New Yorkers Reminded It’s not too late to Vaccinate for Influenza

Increase in number of flu cases reported; Vaccine is still plentiful

ALBANY, N.Y. (January 27, 2016) - With peak flu season right around the corner, and an increase in the number of flu cases reported statewide, the New York State Department of Health today reminded New Yorkers that it's not too late to get their annual flu shot. Flu season occurs primarily from October through May. The 2015-16 season has been mild so far but cases are on the increase.

"Getting a flu shot now can still protect you from illness this season, even though the season has already started," said state Health Commissioner, Dr. Howard Zucker. "The vaccine is especially important for people aged 65 and up, who are more likely to develop complications such as pneumonia and death."

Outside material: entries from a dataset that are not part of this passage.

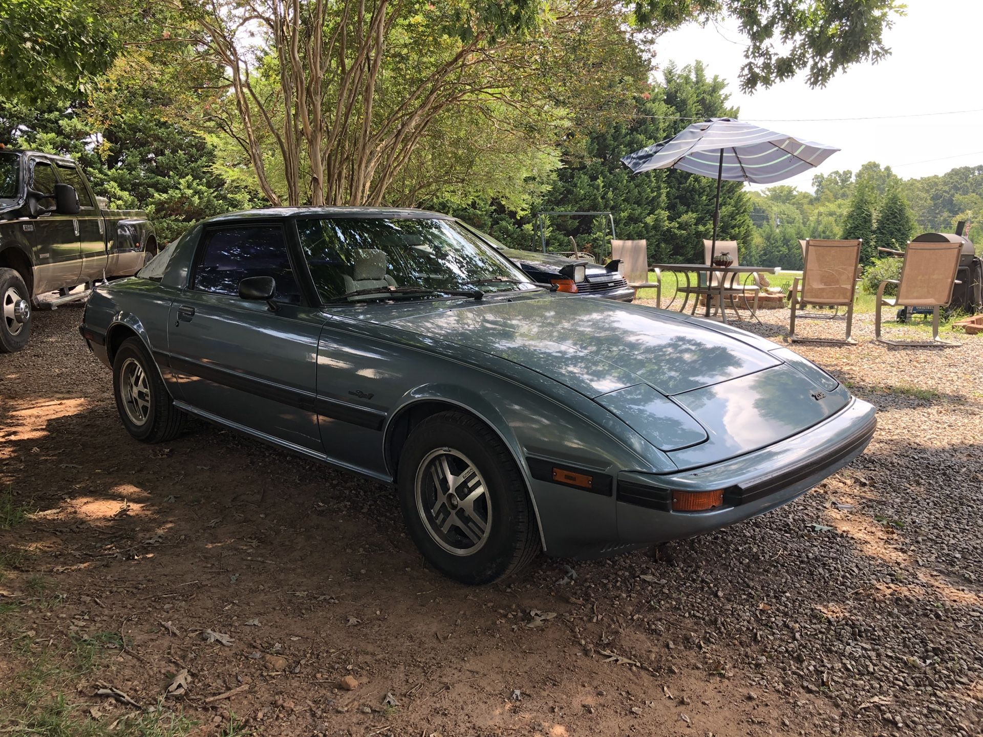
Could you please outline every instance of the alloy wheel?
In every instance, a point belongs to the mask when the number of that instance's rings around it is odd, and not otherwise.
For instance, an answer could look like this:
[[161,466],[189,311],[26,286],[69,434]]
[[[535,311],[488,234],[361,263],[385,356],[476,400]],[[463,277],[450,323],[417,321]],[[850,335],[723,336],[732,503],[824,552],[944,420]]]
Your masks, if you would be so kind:
[[134,425],[144,425],[150,416],[150,387],[146,371],[136,359],[127,359],[120,369],[123,409]]
[[453,448],[432,450],[417,468],[417,512],[431,538],[454,555],[473,555],[492,531],[488,484],[467,456]]
[[3,321],[10,335],[20,335],[30,317],[30,306],[16,287],[8,287],[3,294]]

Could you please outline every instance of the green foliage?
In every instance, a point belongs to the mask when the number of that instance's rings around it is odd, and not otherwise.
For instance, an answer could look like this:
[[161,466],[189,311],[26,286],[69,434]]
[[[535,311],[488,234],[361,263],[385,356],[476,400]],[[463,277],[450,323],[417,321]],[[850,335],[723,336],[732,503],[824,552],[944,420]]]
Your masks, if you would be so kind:
[[983,165],[960,166],[945,174],[904,182],[915,221],[927,231],[952,233],[958,220],[974,223],[968,236],[983,245]]
[[[967,235],[983,253],[983,166],[964,166],[922,179],[899,179],[890,166],[869,161],[854,174],[834,171],[812,180],[815,194],[789,187],[751,193],[751,218],[756,227],[755,250],[769,266],[801,268],[798,239],[839,238],[847,217],[850,233],[872,232],[864,238],[865,261],[876,258],[877,248],[903,250],[916,233],[952,233],[959,220],[970,223]],[[858,195],[858,190],[865,192]],[[861,210],[855,209],[857,199]],[[909,205],[908,202],[911,204]],[[869,231],[866,210],[876,227]]]
[[874,245],[879,249],[903,251],[914,232],[911,208],[900,190],[893,188],[877,211]]
[[[876,258],[864,266],[863,274],[861,275],[861,288],[867,294],[877,294],[877,289],[881,286],[881,282],[887,279],[900,278],[903,263],[903,258]],[[889,284],[884,288],[884,294],[894,297],[897,294],[897,286]]]
[[113,26],[87,0],[0,0],[3,94],[26,103],[84,89],[120,49]]
[[134,53],[86,99],[31,108],[0,98],[0,140],[73,156],[110,207],[146,210],[166,243],[198,220],[258,198],[252,180],[230,181],[218,170],[215,147],[180,112],[188,100],[175,74]]
[[873,187],[863,180],[853,190],[840,234],[841,238],[863,240],[860,246],[860,262],[865,264],[869,263],[877,254],[874,247],[874,206]]

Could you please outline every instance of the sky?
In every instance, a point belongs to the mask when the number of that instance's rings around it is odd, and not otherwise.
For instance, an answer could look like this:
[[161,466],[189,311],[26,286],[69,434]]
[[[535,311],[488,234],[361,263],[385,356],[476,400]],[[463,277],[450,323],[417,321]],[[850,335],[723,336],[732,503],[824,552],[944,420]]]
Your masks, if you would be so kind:
[[[710,76],[727,82],[729,102],[740,108],[741,120],[840,148],[816,169],[782,182],[800,190],[812,190],[816,173],[856,171],[867,161],[890,165],[903,179],[983,164],[981,68],[973,40],[983,27],[983,2],[908,0],[907,5],[907,14],[885,33],[889,57],[850,67],[822,88],[810,88],[799,76],[752,95],[741,92],[737,77],[744,42],[732,19],[666,33],[656,44],[656,64],[672,61],[681,67],[699,59]],[[822,120],[957,110],[977,112]]]

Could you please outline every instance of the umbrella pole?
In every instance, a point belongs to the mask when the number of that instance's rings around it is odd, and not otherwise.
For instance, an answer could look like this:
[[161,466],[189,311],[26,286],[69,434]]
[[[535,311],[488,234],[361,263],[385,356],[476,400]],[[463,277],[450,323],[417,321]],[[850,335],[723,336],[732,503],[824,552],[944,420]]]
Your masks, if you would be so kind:
[[[717,226],[721,222],[721,180],[723,179],[723,149],[721,148],[721,162],[717,166],[717,204],[714,207],[714,240],[710,244],[710,264],[714,265],[714,258],[717,256]],[[723,274],[721,274],[721,279],[723,279]],[[710,316],[710,286],[714,283],[714,272],[707,272],[707,312],[704,316]],[[721,298],[721,311],[723,311],[723,298]]]

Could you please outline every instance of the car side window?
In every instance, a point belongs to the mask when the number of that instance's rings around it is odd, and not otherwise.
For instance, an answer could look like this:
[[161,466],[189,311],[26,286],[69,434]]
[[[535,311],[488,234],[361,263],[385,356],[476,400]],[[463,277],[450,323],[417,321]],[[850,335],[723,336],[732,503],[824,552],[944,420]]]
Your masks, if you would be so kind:
[[250,276],[272,276],[273,299],[292,305],[301,301],[300,288],[290,267],[283,229],[277,226],[242,226],[205,231],[195,269],[194,289],[239,296],[239,282]]
[[92,206],[92,198],[89,197],[88,189],[86,187],[86,183],[82,181],[82,175],[79,173],[78,168],[58,164],[58,176],[62,182],[70,184],[75,188],[75,192],[79,196],[80,207]]
[[37,190],[43,198],[39,204],[42,207],[55,206],[55,168],[47,161],[35,161],[33,171],[30,174],[30,187]]

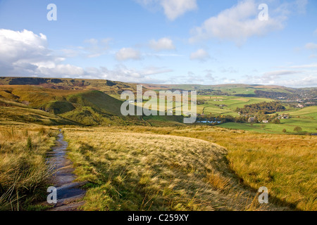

To date, there have been 369 flu-related hospitalizations in New York State. No pediatric deaths due to the flu have been reported. Over the last four years, there have been a total of 26 pediatric flu deaths in New York and an average of more than 7,767 flu-related hospitalizations per year.

Symptoms of influenza are similar to those of the common cold, but come on more swiftly and are more pronounced. Typical flu symptoms include a fever of over 100 degrees Fahrenheit, chills, a severe headache and muscle aches, as well as a cough or sore throat.

The State Health Department recommends that everyone six months of age or older receive a flu vaccination. The flu poses a more serious risk for individuals younger than two or over 50, as well as pregnant women and people with weakened immune systems or chronic medical conditions.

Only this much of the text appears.